S.C. store sells winning Mega ticket
Ticket worth $1.537B, second-largest in history
SIMPSONVILLE, S.C. — A flimsy little piece of paper that crossed the counter of a convenience store on a country road in South Carolina is now worth $1.537 billion, so lottery officials could hardly be blamed Wednesday if anxiety tinged their excitement.
They said a single ticket sold at the KC Mart in Simpsonville, South Carolina, matched all six numbers to win the Mega Millions jackpot.
“Our message to the $1.5 BILLION #Mega Millions jackpot winner:
Sign the back of the ticket, place the ticket in a safe location, speak with a trusted advisor and CALL THE LOT- TERY at 1-866-736-9819. Take a deep breath and enjoy the moment!” the South Carolina Education Lottery tweeted.
The prize is extraordinary by any measure, but particularly so for South Carolina, where it would be enough for an exceedingly generous winner to shower roughly $307 on each of the state’s 5 million people.

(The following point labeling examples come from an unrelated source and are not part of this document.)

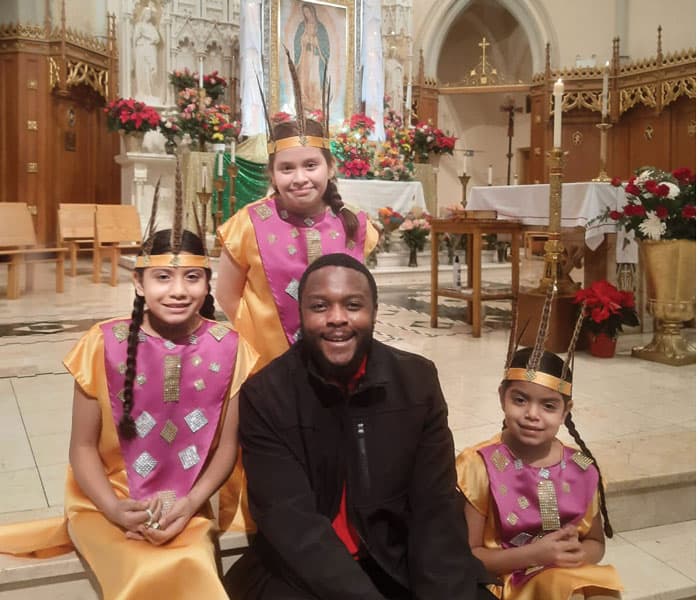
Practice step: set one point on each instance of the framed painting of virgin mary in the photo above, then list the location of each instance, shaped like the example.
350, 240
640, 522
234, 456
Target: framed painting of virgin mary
320, 35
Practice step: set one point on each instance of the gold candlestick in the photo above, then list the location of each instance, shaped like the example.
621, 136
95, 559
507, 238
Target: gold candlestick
232, 172
553, 247
204, 198
603, 176
219, 185
464, 180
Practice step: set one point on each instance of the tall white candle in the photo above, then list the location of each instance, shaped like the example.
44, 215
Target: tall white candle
558, 93
604, 96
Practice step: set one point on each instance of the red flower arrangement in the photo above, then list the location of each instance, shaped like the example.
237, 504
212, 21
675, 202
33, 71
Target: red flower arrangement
127, 114
606, 308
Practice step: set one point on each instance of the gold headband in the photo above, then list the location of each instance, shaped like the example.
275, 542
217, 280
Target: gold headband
297, 141
172, 260
549, 381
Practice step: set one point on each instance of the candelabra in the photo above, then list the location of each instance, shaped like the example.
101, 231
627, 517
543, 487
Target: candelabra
219, 185
464, 180
553, 247
603, 176
232, 173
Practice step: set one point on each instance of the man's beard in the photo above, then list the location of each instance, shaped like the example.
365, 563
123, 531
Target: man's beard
334, 372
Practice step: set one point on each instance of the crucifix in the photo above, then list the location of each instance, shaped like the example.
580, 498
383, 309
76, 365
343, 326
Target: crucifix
511, 109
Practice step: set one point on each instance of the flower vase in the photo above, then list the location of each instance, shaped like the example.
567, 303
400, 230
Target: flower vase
133, 140
413, 256
669, 270
601, 345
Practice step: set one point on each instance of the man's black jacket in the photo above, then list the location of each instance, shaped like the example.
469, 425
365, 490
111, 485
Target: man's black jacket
388, 441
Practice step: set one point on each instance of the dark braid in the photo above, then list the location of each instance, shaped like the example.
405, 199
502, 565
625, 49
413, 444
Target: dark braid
332, 198
569, 422
127, 427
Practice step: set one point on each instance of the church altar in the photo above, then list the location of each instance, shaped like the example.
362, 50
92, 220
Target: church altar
580, 203
372, 194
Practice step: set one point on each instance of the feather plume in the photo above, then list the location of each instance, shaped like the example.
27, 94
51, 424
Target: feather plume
151, 227
301, 121
176, 234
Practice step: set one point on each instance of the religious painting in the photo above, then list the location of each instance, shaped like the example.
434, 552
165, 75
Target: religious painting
320, 36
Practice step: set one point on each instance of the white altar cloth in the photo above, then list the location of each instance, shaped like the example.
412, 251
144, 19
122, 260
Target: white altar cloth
372, 194
580, 203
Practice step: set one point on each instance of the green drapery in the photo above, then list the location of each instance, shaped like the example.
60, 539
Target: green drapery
251, 184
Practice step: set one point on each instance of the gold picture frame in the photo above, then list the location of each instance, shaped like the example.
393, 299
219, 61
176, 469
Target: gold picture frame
314, 31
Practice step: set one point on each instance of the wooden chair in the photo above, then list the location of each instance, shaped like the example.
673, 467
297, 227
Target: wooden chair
18, 243
76, 230
117, 229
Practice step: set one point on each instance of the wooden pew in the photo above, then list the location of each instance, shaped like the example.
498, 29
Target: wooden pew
18, 243
117, 229
76, 230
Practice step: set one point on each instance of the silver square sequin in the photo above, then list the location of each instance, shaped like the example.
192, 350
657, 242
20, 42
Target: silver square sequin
189, 457
293, 289
144, 424
196, 420
144, 464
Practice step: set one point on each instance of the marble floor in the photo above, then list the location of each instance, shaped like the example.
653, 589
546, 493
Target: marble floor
637, 417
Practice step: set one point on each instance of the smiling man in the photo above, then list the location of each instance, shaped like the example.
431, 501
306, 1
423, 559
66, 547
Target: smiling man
350, 462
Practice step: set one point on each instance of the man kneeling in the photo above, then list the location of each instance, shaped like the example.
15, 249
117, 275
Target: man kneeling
350, 463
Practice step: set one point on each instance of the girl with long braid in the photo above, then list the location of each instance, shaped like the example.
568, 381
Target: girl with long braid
269, 243
536, 508
154, 434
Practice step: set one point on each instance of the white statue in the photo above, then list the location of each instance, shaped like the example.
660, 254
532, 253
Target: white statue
393, 82
146, 42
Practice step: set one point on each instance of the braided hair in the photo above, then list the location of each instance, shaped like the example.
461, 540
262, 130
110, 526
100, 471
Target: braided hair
331, 196
160, 245
552, 364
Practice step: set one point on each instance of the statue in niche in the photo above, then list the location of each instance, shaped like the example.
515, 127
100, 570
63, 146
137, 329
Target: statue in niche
147, 41
393, 81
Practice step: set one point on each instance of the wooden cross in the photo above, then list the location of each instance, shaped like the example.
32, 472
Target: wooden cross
483, 44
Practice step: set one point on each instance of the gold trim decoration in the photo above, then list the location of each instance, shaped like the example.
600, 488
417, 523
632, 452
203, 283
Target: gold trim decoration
171, 378
549, 507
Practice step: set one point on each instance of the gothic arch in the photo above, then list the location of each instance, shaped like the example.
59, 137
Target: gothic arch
530, 14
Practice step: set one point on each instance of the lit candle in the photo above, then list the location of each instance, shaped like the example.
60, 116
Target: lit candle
558, 93
604, 96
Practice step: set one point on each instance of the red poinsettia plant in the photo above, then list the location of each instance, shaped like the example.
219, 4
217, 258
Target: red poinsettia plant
128, 115
606, 308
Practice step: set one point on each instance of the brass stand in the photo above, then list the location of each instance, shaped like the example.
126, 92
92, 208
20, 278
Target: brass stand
219, 185
232, 173
603, 176
204, 198
464, 180
553, 247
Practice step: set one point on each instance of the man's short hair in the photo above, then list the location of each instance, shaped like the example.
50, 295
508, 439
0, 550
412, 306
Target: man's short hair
338, 259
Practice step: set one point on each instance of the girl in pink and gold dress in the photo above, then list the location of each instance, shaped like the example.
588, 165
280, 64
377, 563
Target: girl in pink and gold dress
536, 508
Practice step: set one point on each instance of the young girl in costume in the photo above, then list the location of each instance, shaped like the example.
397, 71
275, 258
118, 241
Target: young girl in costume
269, 243
536, 508
154, 432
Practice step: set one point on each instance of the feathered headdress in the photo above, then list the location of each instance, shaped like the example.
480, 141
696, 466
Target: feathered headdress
175, 258
532, 372
300, 139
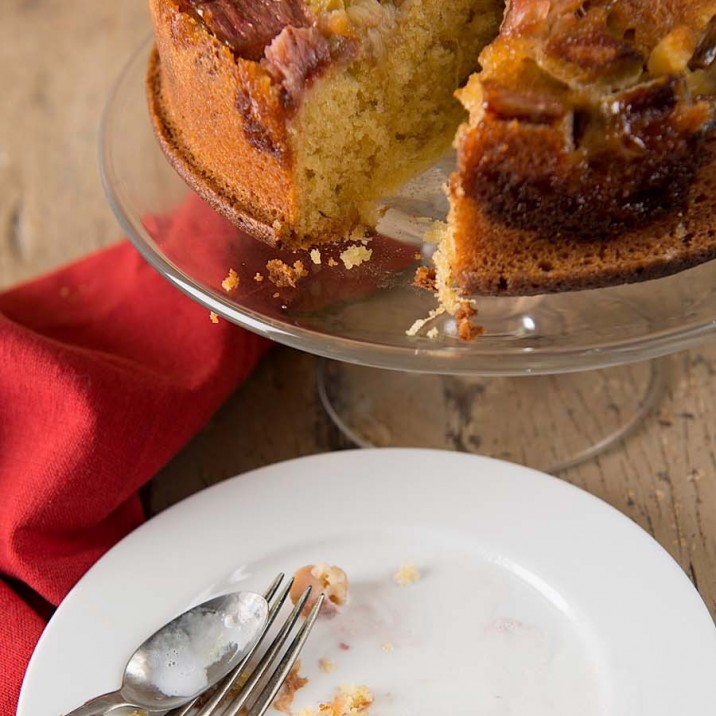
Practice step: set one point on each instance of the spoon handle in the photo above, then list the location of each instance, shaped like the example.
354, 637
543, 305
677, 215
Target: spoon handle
100, 705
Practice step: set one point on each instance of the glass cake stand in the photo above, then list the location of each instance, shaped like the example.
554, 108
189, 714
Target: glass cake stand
554, 380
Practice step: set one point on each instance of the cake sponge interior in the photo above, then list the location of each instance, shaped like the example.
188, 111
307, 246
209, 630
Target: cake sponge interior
364, 130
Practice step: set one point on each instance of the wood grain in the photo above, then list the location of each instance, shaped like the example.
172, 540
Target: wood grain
56, 79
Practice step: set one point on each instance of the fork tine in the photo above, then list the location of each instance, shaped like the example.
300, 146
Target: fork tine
258, 673
268, 594
279, 675
230, 680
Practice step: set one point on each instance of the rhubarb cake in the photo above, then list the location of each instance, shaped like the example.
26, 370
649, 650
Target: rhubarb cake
588, 158
293, 117
585, 131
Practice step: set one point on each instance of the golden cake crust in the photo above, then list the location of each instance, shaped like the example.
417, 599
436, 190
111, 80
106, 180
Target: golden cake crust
587, 161
494, 259
216, 116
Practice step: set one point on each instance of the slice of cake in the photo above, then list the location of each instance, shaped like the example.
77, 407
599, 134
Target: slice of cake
293, 117
587, 159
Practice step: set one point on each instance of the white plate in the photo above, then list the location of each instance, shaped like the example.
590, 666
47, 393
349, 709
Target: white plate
535, 597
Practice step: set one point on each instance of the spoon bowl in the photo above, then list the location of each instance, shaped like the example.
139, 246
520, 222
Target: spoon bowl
187, 656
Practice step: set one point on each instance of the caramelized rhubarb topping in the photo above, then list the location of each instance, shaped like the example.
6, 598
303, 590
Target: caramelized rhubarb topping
248, 26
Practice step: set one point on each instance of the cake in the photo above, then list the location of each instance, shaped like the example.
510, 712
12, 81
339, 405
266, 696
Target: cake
588, 158
293, 117
585, 139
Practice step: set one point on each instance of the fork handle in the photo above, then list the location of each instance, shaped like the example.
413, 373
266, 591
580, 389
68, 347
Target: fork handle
100, 705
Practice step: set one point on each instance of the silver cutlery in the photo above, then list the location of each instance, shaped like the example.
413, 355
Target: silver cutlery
251, 687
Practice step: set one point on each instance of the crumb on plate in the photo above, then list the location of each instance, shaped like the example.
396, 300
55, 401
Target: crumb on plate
355, 255
284, 276
231, 282
326, 665
421, 322
323, 579
347, 701
425, 278
294, 682
408, 574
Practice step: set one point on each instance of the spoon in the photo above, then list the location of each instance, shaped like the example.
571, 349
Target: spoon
187, 656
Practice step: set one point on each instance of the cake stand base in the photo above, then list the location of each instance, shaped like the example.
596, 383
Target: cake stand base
520, 419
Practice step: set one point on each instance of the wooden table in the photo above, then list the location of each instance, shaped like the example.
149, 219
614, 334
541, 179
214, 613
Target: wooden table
59, 59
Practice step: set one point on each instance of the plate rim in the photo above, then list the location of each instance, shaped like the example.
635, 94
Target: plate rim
522, 473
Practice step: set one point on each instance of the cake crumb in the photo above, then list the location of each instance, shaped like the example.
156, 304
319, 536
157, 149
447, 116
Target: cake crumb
355, 255
347, 701
294, 681
466, 329
408, 574
326, 666
426, 278
322, 578
284, 276
231, 282
421, 322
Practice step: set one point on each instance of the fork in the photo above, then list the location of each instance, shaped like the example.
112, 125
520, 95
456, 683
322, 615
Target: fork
263, 681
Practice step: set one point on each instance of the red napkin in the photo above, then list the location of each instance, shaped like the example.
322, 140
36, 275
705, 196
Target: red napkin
106, 371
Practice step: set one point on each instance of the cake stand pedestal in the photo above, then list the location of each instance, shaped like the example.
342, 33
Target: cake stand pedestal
519, 419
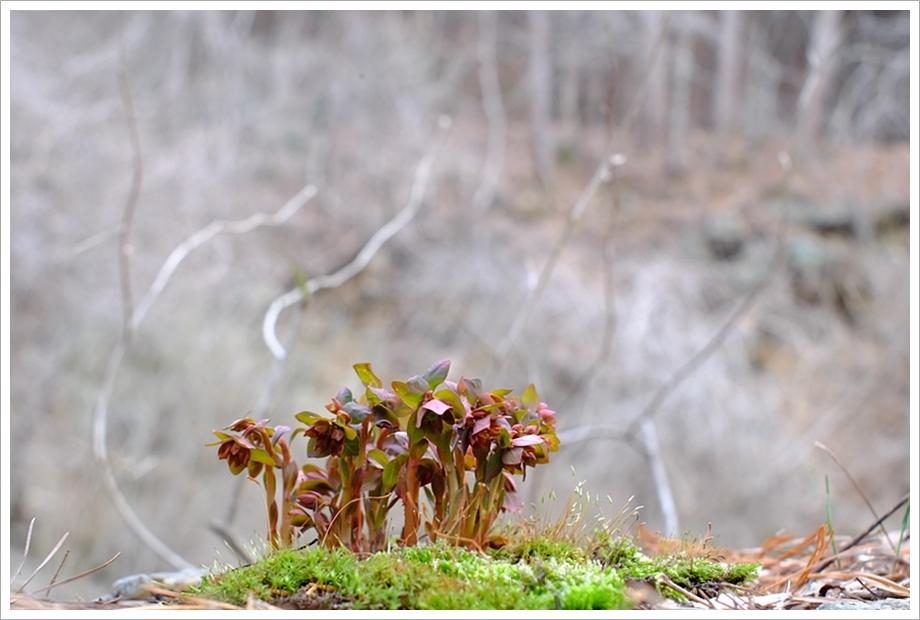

It’s about as much as 20 percent of the $8 billion that state lawmakers have to spend each year.
An earlier Mega Millions estimate of $1.6 billion would have been a world record for lotteries, but actual sales came in below the $1.586 billion Powerball jackpot prize shared by winners in California, Florida and Tennessee in January of 2016.
“The final total was less than the $1.6 billion estimate,” confirmed Carol Gentry, a spokeswoman for the Maryland Lottery, which leads a consortium of state lotteries participating in the Mega Millions jackpot.
“Estimates are based on historical patterns,” she explained Wednesday morning in a phone interview with The Associated Press. “The jackpot’s been rolling since it was hit in July in California, but there are few precedents for a jackpot of this size. Typically, about 70 percent of sales occur on the drawing day, so forecasting precise numbers in advance can be difficult. That’s why we always use the term estimate.”
The ticket is worth about $877.8 million in a lump-sum cash payment, which most winners choose to take, rather than collect the full amount in annual payments over three decades.
South Carolina is one of eight states — along with Delaware, Georgia, Kansas, Maryland, North Dakota, Ohio and Texas — where winners can remain anonymous.